Death of Gen. Taylor.—The administration of Gen. Taylor was suddenly brought to a close, on the 9th of July, by his demise, on the evening of that day. His illness was brief, and occasioned by exposure and fatigue, while attending the celebration of the 4th of July. His funeral was attended by a large military display, by the officers of government and the representatives of foreign nations, and by an immense concourse of his fellow citizens.
This event was unexpected, and the more so, from the well known vigor of health always enjoyed by the President. It came upon the nation, as in the case of the death of the lamented Harrison, like the voice of an earthquake. Few could credit it; none were prepared for it. That he, who "had passed through severe military duties in the swamps of Florida, and on the plains of Mexico, unharmed by bullet or pestilence, should be struck down in the midst of his friends, and in the high station to which his country had raised him—it was thought passing strange."
In a former part of this work we have had occasion to sketch a portion of the military service rendered by Gen. Taylor, while in the employment of the Government. We have seen with what courage, skill, and bravery he bore himself at Palo Alto, Buena Vista, and on other fields, where victories were achieved which would have done credit to aNapoleon or a Wellington. During his entire military life, in the midst of his most brilliant victories, in the flush of all his military prosperity, he seems to have maintained an unaffected simplicity of character, a remarkable plainness of manners, an unbending integrity of soul, combined with kindness, moderation, and benevolence, calculated to win the admiration and confidence of all to whom he stood related.
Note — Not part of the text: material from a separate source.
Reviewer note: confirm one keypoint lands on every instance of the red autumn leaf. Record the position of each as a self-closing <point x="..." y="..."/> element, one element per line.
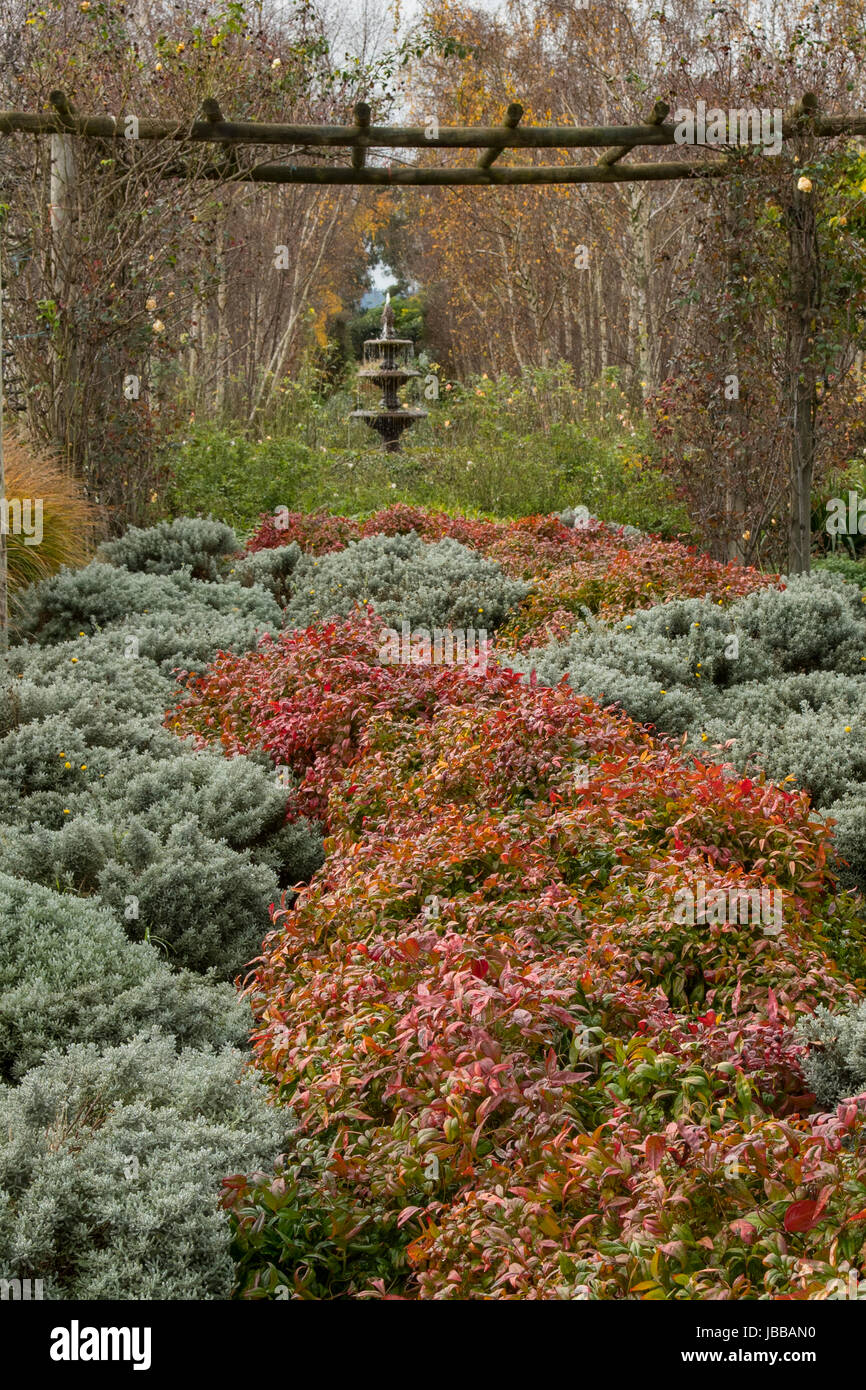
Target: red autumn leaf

"Returning, laurel-crowned and victorious, from a foreign war," as a writer remarks, "he was hailed from his first landing on his native strand, as the future President. With what unaffected modesty he received these new honors—how scrupulously he abstained from any and every step that might look like seeking this high office—how calmly and how simply, when installed as President, he bore his honors, we need not attempt to recite." From the day of his inauguration, to the day of his death, it is believed that he endeavored, as he expressed himself on his dying pillow, to do his duty. No one, perhaps, ever suspected him of "pursuing any crooked path in politics," or "having been actuated by sinister views and purposes." His administration was brief—only one year and four months—too brief to decide upon the policy which he might have deemed it his duty to pursue, in the difficult and trying times upon which the government had fallen, and amidst the perplexing questions which it was called to decide. It was fortunate for his reputation, perhaps, that he was removed at the precise juncture at which God called him to resign his exalted station. He had committed no error. He stood before the nation and the world, as the man of integrity—brilliant in his former military exploits—firm and patriotic in his brief civil career. He enjoyed the confidence of friends—he commanded the respect and admiration of political opponents. He died mourned and lamented by all. To what higher honors could a man wish to attain? What reputation more exalted, or more enviable, could he wish to leave behind him?Fortunate Senex!